Field types (data types) and field attributes (options)

What is the meaning for field option indexed?

(true | false) True if this field should be "indexed". A field must be indexed if you want it to be searchable, sortable, and facetable.

What is the meaning for field option stored?

(true | false) True if the value of the field should be retrievable during a search. The content of a "stored" field are saved. This is useful for retrieving and highlighting the contents for display but is not necessary for actual search.

What is the meaning for field option "default"?

The default value for this field if not provided while adding documents

What is the meaning for field option "compressed"?

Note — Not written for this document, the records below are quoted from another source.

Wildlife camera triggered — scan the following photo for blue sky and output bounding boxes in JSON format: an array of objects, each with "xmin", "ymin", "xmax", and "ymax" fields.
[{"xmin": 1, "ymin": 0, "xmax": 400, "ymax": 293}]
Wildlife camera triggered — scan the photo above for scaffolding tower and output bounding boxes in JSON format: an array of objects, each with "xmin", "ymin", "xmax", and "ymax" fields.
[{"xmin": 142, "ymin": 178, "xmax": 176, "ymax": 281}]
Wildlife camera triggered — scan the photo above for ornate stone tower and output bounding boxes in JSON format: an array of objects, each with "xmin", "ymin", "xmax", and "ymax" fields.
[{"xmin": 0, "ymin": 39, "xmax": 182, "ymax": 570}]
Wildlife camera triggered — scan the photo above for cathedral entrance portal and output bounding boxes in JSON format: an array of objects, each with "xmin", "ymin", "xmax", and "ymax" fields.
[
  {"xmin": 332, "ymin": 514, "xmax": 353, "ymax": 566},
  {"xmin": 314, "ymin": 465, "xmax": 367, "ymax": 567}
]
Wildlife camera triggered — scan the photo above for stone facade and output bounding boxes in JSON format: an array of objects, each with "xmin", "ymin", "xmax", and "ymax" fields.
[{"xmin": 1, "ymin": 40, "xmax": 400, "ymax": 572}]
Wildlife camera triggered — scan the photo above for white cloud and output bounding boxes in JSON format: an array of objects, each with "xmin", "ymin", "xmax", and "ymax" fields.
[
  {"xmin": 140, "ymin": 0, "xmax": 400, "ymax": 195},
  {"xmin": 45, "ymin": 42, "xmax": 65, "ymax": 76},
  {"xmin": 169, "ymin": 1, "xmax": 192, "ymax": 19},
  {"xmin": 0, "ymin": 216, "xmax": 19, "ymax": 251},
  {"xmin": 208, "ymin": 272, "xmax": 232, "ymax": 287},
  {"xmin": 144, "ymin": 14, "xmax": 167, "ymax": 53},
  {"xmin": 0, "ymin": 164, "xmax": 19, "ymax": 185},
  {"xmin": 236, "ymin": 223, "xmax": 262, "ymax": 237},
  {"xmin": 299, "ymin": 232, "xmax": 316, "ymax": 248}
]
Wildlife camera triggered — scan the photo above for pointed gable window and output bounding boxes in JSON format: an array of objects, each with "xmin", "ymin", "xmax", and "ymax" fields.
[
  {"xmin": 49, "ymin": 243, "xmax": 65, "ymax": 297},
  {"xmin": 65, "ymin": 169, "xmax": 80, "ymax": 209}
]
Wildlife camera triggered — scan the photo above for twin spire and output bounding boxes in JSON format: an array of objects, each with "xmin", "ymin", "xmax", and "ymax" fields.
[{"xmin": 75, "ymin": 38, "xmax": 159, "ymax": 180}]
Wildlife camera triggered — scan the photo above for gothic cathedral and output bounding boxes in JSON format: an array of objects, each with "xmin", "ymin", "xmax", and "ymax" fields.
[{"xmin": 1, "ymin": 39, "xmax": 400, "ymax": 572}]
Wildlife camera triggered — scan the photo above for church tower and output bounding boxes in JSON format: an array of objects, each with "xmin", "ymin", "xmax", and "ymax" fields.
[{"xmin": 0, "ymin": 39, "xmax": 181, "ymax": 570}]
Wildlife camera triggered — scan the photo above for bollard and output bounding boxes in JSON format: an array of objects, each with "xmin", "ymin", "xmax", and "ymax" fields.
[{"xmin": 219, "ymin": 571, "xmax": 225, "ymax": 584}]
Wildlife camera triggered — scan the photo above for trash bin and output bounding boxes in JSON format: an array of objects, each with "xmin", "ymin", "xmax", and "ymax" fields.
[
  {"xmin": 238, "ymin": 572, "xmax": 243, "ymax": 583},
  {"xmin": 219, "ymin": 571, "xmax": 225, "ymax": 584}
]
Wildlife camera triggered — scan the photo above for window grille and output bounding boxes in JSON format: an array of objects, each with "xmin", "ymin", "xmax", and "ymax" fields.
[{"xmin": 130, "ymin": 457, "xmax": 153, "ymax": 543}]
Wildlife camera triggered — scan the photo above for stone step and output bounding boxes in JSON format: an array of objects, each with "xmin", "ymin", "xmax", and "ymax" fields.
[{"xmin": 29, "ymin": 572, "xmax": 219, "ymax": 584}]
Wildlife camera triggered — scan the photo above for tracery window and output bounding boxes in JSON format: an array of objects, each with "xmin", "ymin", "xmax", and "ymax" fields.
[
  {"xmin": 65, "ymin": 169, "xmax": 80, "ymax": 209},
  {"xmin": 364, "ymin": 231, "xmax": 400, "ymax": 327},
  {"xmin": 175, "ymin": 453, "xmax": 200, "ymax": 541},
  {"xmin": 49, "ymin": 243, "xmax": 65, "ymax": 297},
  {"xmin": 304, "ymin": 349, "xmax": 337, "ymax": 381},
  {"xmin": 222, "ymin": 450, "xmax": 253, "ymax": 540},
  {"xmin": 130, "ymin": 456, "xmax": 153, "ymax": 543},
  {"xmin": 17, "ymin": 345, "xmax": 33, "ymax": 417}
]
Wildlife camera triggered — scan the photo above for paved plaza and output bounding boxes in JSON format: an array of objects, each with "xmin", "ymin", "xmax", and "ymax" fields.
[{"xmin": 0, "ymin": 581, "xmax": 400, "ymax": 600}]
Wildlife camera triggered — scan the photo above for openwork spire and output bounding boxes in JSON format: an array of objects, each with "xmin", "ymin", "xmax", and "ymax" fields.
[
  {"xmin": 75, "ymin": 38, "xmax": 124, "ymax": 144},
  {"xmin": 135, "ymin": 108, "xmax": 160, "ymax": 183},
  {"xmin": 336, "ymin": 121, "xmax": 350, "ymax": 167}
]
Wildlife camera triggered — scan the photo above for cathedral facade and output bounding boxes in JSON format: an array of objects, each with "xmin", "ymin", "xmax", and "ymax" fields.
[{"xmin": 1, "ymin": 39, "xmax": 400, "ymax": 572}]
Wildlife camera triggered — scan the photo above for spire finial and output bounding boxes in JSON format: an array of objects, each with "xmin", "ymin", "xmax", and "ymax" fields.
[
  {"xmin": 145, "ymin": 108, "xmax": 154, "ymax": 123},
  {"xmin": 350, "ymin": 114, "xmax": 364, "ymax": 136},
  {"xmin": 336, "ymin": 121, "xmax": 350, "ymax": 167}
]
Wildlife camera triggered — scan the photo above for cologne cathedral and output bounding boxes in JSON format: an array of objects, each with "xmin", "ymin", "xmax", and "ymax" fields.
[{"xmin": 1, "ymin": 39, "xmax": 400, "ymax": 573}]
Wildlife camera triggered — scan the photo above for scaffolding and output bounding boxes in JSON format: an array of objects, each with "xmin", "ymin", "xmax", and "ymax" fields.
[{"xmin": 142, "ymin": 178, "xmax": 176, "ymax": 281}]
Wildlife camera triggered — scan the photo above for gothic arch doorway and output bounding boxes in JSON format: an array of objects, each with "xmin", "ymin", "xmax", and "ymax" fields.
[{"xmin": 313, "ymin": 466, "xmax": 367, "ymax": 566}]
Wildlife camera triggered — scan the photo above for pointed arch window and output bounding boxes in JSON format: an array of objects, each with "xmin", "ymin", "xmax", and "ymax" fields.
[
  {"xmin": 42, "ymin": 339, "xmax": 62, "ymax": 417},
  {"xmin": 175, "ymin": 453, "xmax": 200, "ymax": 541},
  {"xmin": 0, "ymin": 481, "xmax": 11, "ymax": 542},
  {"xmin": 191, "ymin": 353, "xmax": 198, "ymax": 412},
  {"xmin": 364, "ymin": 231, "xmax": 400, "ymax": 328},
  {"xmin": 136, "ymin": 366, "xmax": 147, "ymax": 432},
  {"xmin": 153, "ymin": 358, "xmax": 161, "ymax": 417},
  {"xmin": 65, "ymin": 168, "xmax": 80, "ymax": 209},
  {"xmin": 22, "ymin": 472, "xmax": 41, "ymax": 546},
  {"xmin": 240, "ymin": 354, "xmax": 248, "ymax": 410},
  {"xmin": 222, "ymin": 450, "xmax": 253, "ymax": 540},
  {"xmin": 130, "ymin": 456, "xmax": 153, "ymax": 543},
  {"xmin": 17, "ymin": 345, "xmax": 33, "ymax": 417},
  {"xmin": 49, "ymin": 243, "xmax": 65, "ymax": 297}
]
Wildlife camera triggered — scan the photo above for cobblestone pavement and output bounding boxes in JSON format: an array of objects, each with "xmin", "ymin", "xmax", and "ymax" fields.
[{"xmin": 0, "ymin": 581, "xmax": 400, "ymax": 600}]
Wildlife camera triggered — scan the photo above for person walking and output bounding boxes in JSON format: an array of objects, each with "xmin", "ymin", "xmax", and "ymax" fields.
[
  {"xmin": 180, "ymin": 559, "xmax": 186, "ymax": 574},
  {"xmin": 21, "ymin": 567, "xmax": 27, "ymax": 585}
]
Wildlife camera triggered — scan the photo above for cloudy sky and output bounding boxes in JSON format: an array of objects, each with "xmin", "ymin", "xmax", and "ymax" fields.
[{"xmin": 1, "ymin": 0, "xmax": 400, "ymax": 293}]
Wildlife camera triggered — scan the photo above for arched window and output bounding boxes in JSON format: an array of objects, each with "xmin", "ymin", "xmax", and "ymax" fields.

(true | false) True if this field should be stored using gzip compression. (This will only apply if the field type is compressable; among the standard field types, only TextField and StrField are.)

You may want to reduce the storage size at the expense of slowing down indexing and searching by compressing the field's data. Only the fields with a class of StrField, or TextField are compressible. This is usually only suitable for fields that have over 200 characters. You can set this threshold with the compressThreshold option in the field type, not the field definition.

What is the meaning of field option "compressThreshold"?

An integer. compressThreshold is the minimum length required for text compression to be invoked. This applies only if compressed=true. A common pattern is to set compressThreshold on the field type definition, and turn compression on and off in the individual field definitions.

What is the meaning for field option "omitNorms"?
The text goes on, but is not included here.